One year ago, he was arrested because his magazine published two articles that were deemed to fall within the scope of the lèse majesté law. He has remained in jail ever since. On Friday, he received the reply to his ninth application for bail.
“Unfortunately, the court once again rejected the application,” his wife Sukanya Prueksakasemsuk told DN. “We’re very disappointed. Also, Somyot has had a lot of difficulty in contacting his lawyer recently.”
The lèse majesté law has been used many times since the military coup of 2006, particularly by the former government of Prime Minister Abhisit Vejjajiva.
Even mild criticism of the monarchy in Thailand was branded as lèse majesté, for political reasons, the newspaper The Nation writes. But the present government of Yingluck Shinawatra has not done much to help those brought to court on charges of slandering King Bhumibol.
In all twelve of the cases brought since 2009 against supporters of the UDD, better known as the “Red Shirts”, bail has been refused, the human rights organisation Human Rights Watch points out.
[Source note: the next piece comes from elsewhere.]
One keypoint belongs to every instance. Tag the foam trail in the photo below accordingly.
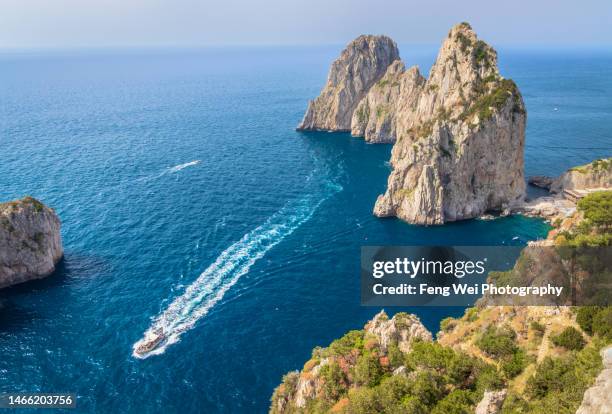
(170, 170)
(210, 287)
(182, 166)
This is in contrast to the leaders of the other side in politically divided Thailand, who were released on bail on the same day as they were charged with high treason.
The Thai lèse majesté law is being overused and abused, Human Rights Watch says. “The manifestly unfair handling of lèse majesté cases is made even worse by the fact that the accused are not granted bail and are kept imprisoned for as long as it takes for their cases to come to court,” the organisation writes.
The trial of former editor-in-chief Somyot Prueksakasemsuk continues until 4 May. Among those protesting against his treatment are the International Federation of Journalists (IFJ) and several international trade union organisations.